Le saule, à la rescousse des cours d’eau
Pour bien comprendre l’acquis de la thèse de doctorat défendue en mai dernier par Aricia Evlard, il faut brièvement évoquer le contexte d’émergence de ses travaux. Courant 2009, la jeune chercheuse est plongée dans le projet ECOLIRIMED. Etalée entre 2008 et 2012, cette initiative européenne, placée sous la bannière Interreg IV et coordonnée par le Centre wallon de recherches agronomiques (CRA-W), vise à identifier les meilleures espèces ligneuses locales pour consolider et assainir les berges des cours d’eau dans le Nord de la France, en Belgique et au Luxembourg.
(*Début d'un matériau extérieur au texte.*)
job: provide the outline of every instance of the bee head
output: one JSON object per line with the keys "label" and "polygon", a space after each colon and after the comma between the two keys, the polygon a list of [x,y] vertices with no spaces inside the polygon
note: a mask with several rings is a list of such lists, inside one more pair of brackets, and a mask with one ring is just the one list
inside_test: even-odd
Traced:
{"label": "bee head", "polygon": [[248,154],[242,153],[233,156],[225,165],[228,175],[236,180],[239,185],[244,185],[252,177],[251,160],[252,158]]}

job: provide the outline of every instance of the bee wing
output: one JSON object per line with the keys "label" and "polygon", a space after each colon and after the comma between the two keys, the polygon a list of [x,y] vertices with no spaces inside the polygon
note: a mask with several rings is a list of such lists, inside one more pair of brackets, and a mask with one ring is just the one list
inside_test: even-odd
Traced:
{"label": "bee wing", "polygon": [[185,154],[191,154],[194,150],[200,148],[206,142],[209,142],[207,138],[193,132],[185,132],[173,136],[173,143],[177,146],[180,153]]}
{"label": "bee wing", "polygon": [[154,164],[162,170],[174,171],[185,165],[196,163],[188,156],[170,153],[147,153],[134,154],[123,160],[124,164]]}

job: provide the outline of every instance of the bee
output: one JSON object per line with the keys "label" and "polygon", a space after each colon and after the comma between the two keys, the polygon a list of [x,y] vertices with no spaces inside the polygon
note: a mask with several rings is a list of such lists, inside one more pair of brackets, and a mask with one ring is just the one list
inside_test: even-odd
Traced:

En consultant la masse d’informations récoltées ces dernières années sur le saule (une espèce réputée pour sa croissance rapide et ses facultés d’adaptation à divers écosystèmes), Aricia Evlard s’interroge. Ne fait-on pas fausse route ? Ne s’obstine-t-on pas à chercher - peut-être en vain - « l’arbre miracle », une sorte de « grosse pompe photovoltaïque » idéalisée, qui serait capable à la fois de dépolluer l’environnement en accumulant les métaux et de produire de grandes quantités de biomasse pendant de longues années ? « Si l’on considère uniquement la phytoextraction pour assainir un sol pollué, les espèces proposées aux gestionnaire de sites pollués entraîneraient une durée d’assainissement des sols variant de 30 à … 600 ans. Or les responsables d’aménagement doivent répondre à des objectifs à court terme : dépolluer, et sans traîner ! De même, les études réalisées sur l’assainissement par les ligneux n’intègrent pas toujours une étude de la « santé » de l’arbre. Les arbres pouvant vivre longtemps, des individus accumulateurs pourraient, en réalité, s’avérer peu tolérants à la pollution et, au bout de quelques années, s’affaiblir et finir par mourir. Qu’arriverait-il si nous, les scientifiques, nous leur conseillerions ces arbres accumulateurs mais intolérants à long terme ? Il est donc crucial, dans le cadre général de la phytoremédiation, d’intégrer un suivi de la tolérance aux métaux de ces ligneux ».